The first thing I do when I get back to the house is check on Estelle. She’s already in bed dozing with the news on. I give her a soft peck on the cheek, fix her comforter, and go to my room. I’m too wired to eat. All I can think about is finding out the truth about Alanna and Edwin.

As soon as my browser loads, I search on “Alanna death 1999 Washington D.C.” A full page of links pops up. I’m almost too nervous to click on any of them, but I have to. I have to know.

I click on the first link, then yell at the screen when I get a 404 error message that the page can’t be found. I try another one, and this time pull up a page from the D.C. Daily archives. The headline reads: “Miracle Baby Saved on Thanksgiving.”

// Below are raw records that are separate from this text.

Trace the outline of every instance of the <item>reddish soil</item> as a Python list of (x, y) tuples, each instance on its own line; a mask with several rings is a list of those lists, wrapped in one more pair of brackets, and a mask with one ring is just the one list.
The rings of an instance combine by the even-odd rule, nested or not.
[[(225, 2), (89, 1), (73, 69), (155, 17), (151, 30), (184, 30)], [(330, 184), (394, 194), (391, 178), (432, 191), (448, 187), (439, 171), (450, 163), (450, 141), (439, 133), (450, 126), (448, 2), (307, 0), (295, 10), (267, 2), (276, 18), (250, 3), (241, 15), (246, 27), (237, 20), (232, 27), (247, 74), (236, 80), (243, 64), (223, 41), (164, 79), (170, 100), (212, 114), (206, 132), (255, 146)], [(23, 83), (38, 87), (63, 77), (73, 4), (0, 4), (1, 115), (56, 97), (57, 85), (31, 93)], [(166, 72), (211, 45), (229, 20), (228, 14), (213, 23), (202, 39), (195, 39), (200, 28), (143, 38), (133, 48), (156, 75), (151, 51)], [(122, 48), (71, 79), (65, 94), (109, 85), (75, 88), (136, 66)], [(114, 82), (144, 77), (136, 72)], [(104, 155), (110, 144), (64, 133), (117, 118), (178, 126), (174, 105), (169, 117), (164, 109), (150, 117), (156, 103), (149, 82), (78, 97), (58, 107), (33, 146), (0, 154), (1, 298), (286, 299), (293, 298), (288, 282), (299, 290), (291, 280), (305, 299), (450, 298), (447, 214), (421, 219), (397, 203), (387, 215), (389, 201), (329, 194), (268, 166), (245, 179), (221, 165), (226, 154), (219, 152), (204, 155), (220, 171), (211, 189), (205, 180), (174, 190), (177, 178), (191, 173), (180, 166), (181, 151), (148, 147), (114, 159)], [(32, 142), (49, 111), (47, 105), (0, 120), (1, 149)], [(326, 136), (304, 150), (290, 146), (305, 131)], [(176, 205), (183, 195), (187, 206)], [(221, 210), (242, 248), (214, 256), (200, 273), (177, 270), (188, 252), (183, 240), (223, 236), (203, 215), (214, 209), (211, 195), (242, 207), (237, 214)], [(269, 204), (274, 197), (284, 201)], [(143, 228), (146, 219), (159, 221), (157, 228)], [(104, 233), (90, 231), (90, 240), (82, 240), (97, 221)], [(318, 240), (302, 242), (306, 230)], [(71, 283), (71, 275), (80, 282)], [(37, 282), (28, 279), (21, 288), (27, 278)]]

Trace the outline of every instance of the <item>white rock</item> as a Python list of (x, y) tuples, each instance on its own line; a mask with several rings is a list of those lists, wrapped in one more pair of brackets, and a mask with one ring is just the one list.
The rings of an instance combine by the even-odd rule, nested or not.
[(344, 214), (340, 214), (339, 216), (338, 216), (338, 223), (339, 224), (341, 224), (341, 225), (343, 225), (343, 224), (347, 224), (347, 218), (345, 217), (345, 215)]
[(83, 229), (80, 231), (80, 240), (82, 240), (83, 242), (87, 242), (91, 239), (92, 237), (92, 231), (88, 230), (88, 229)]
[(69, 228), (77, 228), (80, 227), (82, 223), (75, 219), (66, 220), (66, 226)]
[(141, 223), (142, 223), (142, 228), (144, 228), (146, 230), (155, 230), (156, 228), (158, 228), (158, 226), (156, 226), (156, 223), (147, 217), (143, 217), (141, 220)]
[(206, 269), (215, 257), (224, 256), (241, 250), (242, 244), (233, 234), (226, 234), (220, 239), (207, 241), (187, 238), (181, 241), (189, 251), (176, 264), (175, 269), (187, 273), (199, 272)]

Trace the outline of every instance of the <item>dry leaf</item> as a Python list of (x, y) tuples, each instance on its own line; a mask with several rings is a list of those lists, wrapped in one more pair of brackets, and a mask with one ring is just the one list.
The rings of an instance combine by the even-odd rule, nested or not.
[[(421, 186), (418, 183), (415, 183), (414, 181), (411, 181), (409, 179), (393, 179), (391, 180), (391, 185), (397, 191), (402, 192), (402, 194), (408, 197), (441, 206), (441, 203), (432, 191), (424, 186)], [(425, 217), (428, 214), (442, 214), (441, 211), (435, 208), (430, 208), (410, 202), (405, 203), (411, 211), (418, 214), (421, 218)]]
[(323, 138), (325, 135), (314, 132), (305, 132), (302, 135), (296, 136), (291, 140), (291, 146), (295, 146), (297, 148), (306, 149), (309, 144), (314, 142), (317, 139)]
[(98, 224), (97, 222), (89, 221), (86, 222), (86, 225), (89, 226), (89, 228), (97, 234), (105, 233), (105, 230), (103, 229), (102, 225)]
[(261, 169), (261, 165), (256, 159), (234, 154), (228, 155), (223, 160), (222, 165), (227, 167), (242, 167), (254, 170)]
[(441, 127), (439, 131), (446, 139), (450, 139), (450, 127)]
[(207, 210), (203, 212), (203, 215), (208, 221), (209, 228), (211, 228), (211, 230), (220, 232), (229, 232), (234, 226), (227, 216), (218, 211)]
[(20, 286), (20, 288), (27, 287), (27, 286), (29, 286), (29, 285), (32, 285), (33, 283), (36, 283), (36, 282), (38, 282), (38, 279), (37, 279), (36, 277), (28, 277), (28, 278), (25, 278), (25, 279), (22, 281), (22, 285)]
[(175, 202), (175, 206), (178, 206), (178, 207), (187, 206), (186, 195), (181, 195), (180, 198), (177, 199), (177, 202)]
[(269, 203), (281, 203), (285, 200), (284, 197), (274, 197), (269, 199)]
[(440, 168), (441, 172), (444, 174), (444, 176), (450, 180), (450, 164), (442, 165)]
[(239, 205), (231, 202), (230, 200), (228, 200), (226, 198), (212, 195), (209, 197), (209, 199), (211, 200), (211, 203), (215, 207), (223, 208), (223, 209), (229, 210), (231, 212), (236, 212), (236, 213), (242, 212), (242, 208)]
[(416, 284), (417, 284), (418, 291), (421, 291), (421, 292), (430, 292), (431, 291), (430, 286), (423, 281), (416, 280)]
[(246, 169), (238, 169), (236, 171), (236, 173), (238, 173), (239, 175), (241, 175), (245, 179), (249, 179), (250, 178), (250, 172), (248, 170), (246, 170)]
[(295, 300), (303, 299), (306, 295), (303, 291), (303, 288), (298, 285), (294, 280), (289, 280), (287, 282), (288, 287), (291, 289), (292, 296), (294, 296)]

And I learn that Alanna died while she was driving to her parents’ home at dusk on Thanksgiving afternoon, during D.C.’s worst rainstorm of that fall. She was with a girlfriend when she apparently skidded on the wet road and crashed into a light pole.

And my absolute worst fear is confirmed when I read that she was 8 months pregnant. Her friend was killed on impact, but Alanna was still alive when the paramedics arrived. They rushed her to the hospital, where the doctors were able to save the baby. Miracle baby. But she died the next day.

When I sit back from the screen, I realize my keyboard is soaked with my tears. I can’t believe it. I scroll up to check the date of the accident. I’ve got to make sure. And there it is—1999.

I first saw Alanna in December of 1998. The last time I saw her was around March. Eight months later would have been... I count through the months on my fingers... November.

Oh my God. Edwin’s my son. What have I done?